Dynamite Jones
Titre original: Cleopatra Jones
Genre: Blaxploitation , Action
Année: 1973
Pays d'origine: Etats-Unis
Réalisateur: Jack Starrett
Casting:
Tamara Dobson, Antonio Fargas, Shelley Winters, Bernie Casey...
 

Agent secret pour le gouvernement, Cleopatra Jones mène un véritable combat contre le monde de la drogue. Du dealer au baron le plus haut placé, pas un ne lui échappe ! Mais Mummy, l'une des femmes les plus imposantes du milieu, ne l'entend pas de la même oreille : elle s'en prendra à un centre de désintoxication dont le directeur n'est autre que l'homme de notre grande justicière...

 

 

Il est très intéressant de resituer "Cleopatra Jones" dans l'histoire de la blaxploitation : premier film du genre à aborder le sujet des stupéfiants et satire policière "à la cool", cette production Warner devance aussi de quelques mois (sur le plan "féministe") le "Coffy" réalisé par Jack Hill. Si le second bénéficia d'une notoriété plus grande, la faute à une immense Pam Grier ou au talent d'un réalisateur qui disait ne jamais aimer ce qu'il faisait, Tamara Dobson, 1m88, toute en jambes et munie d'une afro à en faire pâlir les Jackson 5 réunis, avait pourtant un charisme et une présence capables de rivaliser avec plus d'un(e). On pense d'ailleurs à James Coburn dans "F comme Flint" ; elle entre en scène et la magie opère. En sa défaveur, alors, un jeu peut-être trop limité. Et si sa carrière fut brève, il nous en reste sûrement le meilleur : de grands coups de pied aussi bien portés que ses multiples tenues hautes en couleurs.

 

 

Mais "Cleopatra Jones", c'est avant tout les aventures d'une agent à la solde du gouvernement américain qui, plus que de se présenter tel un simple et banal avatar féminin de James Bond, revigore plutôt bien ses sources (en serait-elle l'antithèse ?) : Cleopatra parle peu, manie la mitraillette, le karaté et le couteau comme personne, et se transcende dans un érotisme qui corromprait le moindre flic ayant le malheur de croiser son chemin. Ici, c'est au tour de son directeur de tomber plus ou moins sous le charme. Elle le satisfera d'un simple et beau baiser à la toute fin, devant les yeux de son propre compagnon et dans un élan libertaire propre à ces années là. L'exotisme, l'érotisme et l'action sont donc de la partie, prêts à faire fantasmer tout un public et alimenter un circuit "blax" qui, en 1973, connaissait déjà un essor considérable.
Pour plus d'efficacité, et afin de mettre en valeur l'ambiance bon enfant de l'ensemble, les blancs sont de grands nigauds et les autres protagonistes, pour la plupart, renvoient à de vulgaires stéréotypes : Shelley Winters ("Une place au soleil", "Lolita"...) interprète Mummy, la corpulente vilaine, "méchante" hystérique et blanche qui voit son empire s'écrouler de jour en jour, alors que le grand Antonio Fargas ("Foxy Brown", "Mort sur le grill" ou encore Huggy les bons tuyaux) se retrouve une fois de plus dans le rôle du mafieux "tranquille" (ici Doodlebug) en quête d'un épanouissement teinté d'utopie.

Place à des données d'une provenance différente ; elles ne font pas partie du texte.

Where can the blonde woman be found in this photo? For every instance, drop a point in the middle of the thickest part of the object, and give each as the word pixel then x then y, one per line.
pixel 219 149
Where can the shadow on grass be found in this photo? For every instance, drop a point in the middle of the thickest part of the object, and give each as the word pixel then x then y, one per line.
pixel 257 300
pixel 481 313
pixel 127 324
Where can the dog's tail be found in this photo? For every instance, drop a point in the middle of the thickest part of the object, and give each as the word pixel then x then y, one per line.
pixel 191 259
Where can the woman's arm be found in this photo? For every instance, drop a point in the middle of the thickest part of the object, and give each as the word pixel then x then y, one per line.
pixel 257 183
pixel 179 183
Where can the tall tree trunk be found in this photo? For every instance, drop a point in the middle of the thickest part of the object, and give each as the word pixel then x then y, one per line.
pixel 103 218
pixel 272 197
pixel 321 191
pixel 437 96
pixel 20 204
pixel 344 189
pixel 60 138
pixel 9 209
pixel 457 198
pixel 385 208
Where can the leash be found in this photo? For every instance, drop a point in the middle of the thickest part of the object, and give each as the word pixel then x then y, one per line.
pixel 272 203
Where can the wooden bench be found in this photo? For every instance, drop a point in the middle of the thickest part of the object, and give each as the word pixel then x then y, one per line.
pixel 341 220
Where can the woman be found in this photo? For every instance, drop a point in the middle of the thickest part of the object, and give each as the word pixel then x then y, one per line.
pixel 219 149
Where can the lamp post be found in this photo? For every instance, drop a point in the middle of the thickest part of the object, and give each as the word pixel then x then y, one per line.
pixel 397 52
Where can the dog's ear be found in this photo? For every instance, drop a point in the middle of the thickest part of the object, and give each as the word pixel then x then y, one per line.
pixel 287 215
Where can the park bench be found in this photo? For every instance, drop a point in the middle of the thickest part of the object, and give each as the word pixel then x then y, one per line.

En dépit d'un bon investissement général de la part des acteurs, Shelley Winters cabotine et l'on regrette le manque de caractère de son personnage ; juste une belle esquisse.

 

 

Le reste du film est un cocktail assez bien tassé, dirigé de la main quelque peu maladroite mais sincère de Jack Starrett (cultissime acteur de la bikersploitation cantonné aux rôles de shérif et accro à la coke, on lui doit aussi deux épisodes de "Starsky et Hutch" et le fameux "Slaughter"). Le moins que l'on puisse dire est qu'il dirige son bateau en bonne connaissance des choses : comme souvent dans la blaxploitation, le fun sera privilégié et ce n'est pas Max Julien (scénariste pour le coup) qui nous prouvera le contraire si l'on se souvient de son interprétation de Goldie dans "Le Mac" (1973).
En somme, "Cleopatra Jones" se savoure comme un bon roman de gare, sans qu'on puisse l'oublier pour autant ; l'imagerie est forte, racée, et Cleo semble, à chaque plan, sortir tout droit d'une bande dessinée. Avec J.J. Johnson à la bande originale, pour sûr que l'on se souviendra de ce film phare de la blaxploitation.